Big Data Analytics Best Practices Based on the Rules of the Road
"Big data" analytics is unfamiliar because of the new vocabulary, technologies, products, and providers, but tried-and-true best practices for data management are just as effective in this still-emerging discipline.
As with business intelligence (BI) and data warehousing of all kinds, experts say it's important to have a clear understanding of an organization's data management needs and a defined strategy before embarking on a big data analytics project. Big data analytics is widely discussed, and companies in a variety of industries are inundated with new data sources and ever-increasing amounts of information. However, investing significant resources in applying big data technologies before it's clear what value this can really bring to a company is known as a user's worst mistake.
David Menninger is an analyst at Ventana Research who focuses on BI, analytics, and information management technologies. He believes in not acting too aggressively on this technology, but starting with a business perspective and talking to CIOs, data scientists, and business people to work together to define business goals and expected value before getting started.
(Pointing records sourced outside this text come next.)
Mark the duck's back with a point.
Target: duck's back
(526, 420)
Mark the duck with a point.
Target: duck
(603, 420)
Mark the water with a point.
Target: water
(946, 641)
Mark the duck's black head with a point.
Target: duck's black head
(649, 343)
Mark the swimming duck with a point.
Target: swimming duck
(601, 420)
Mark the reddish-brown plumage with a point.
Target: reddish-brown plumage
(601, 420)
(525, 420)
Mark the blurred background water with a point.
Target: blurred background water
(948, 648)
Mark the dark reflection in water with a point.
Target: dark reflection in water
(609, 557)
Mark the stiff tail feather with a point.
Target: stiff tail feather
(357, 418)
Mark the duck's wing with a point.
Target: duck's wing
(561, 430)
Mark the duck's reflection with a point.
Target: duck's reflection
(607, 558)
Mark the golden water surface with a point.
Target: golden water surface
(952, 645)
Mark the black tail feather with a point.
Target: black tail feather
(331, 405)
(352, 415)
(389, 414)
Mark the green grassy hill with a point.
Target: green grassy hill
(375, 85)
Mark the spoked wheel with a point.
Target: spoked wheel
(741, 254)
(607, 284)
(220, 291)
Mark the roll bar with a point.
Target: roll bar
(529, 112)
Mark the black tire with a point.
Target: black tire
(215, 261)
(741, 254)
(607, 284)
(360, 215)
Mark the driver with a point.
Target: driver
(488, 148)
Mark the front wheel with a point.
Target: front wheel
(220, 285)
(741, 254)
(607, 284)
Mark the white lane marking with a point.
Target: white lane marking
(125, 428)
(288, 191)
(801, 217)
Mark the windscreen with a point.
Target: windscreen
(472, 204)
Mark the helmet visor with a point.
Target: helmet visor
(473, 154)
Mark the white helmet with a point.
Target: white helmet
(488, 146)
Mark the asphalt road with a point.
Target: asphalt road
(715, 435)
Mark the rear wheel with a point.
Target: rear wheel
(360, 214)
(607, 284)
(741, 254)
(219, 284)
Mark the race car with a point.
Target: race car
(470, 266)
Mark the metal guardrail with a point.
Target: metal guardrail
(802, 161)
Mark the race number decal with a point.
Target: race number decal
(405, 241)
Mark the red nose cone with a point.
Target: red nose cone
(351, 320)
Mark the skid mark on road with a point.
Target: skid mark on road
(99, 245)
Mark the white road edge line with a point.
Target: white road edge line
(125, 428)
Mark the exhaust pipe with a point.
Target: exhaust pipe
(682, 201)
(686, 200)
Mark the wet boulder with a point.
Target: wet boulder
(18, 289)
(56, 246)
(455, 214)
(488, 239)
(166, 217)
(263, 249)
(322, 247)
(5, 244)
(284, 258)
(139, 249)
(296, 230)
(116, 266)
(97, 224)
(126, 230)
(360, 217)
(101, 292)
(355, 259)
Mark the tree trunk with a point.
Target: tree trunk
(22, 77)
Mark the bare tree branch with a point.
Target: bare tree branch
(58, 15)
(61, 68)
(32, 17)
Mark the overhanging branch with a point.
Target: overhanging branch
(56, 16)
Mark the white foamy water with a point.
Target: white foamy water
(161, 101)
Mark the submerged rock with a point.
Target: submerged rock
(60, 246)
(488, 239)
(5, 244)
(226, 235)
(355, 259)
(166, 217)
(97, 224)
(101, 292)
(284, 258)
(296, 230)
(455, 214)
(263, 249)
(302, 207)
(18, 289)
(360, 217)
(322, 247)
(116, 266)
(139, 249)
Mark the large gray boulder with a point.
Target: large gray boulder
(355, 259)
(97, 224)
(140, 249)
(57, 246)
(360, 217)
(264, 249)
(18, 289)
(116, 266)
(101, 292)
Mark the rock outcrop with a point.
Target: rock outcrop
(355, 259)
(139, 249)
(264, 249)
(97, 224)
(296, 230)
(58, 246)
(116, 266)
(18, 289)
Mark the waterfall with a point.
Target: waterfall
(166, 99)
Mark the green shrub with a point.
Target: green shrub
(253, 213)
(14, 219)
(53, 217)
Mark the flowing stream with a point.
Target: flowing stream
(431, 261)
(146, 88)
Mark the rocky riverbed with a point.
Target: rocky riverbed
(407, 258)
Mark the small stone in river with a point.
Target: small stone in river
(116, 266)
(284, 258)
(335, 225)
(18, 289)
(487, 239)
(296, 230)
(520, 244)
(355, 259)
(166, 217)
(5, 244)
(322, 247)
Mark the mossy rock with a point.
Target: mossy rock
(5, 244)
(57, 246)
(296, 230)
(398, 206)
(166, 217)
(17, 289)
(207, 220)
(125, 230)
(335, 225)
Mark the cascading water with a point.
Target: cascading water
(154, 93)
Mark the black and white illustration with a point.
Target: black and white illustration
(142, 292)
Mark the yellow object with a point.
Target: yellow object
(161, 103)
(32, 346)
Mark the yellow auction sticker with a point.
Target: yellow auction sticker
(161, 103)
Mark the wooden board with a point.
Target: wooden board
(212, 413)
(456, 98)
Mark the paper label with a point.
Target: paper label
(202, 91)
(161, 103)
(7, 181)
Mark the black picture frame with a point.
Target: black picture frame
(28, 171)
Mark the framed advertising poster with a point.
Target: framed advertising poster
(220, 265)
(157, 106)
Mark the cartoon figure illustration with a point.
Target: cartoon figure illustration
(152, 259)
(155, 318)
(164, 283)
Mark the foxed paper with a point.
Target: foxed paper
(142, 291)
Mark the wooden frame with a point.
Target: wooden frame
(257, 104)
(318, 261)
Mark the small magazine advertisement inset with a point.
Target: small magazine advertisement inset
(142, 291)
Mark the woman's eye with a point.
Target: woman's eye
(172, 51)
Accurately defining what data is available and determining how the organization can best utilize those resources is the most critical part of the process, Menninger noted, noting that CIOs, IT managers, and BI people need to determine what data is being retained, aggregated, and used, and compare it to what is being discarded. Also be sure to consider external data sources that are not currently covered but may be added.
Menninger notes that even if a company is unsure when and how to apply big data analytics, it's still beneficial to make that assessment early. In addition, beginning the process of data capture can help you prepare for the ultimate jump. Even if you don't know what you're going to use it for, capture the data first," he says. Otherwise, you're missing an opportunity because you don't have enough historical data to analyze."
Start small with big dataIt's just as important to start with small opportunities to analyze big data sets, and then use them as a starting point. As companies continue to expand the data sources and types of information they analyze, as well as begin to create the analytic models that matter most to help them discover patterns and correlations in structured and unstructured data, they need to pay attention to the outcomes that matter most to their intended business goals.
Yvonne Genovese, an analyst at Gartner, noted, "If you end up just looking for new patterns and they're not useful, then you've definitely hit a dead end."
ComScore, which specializes in tracking Internet use, provides Web analytics and sales intelligence services to corporate clients. They recognized early on the need for some sort of big data strategy. But ComScore picked some very targeted points before slowly building its own big data analytics program.
Will Duckworth, ComScore's vice president of software engineering, said, "We started small -- extracting individual streams of data and then transferring them to different systems. You can't do that overnight if you can't get to a certain scale."
Scale is exactly the aspect of comScore that it values, given the amount of data the company handles. Back in 2009, when it started out capturing just 300 million records a day - now up to 23 billion records a day and still growing - Duckworth started looking for some new systems and technology infrastructure to do comScore's data processing efficiently.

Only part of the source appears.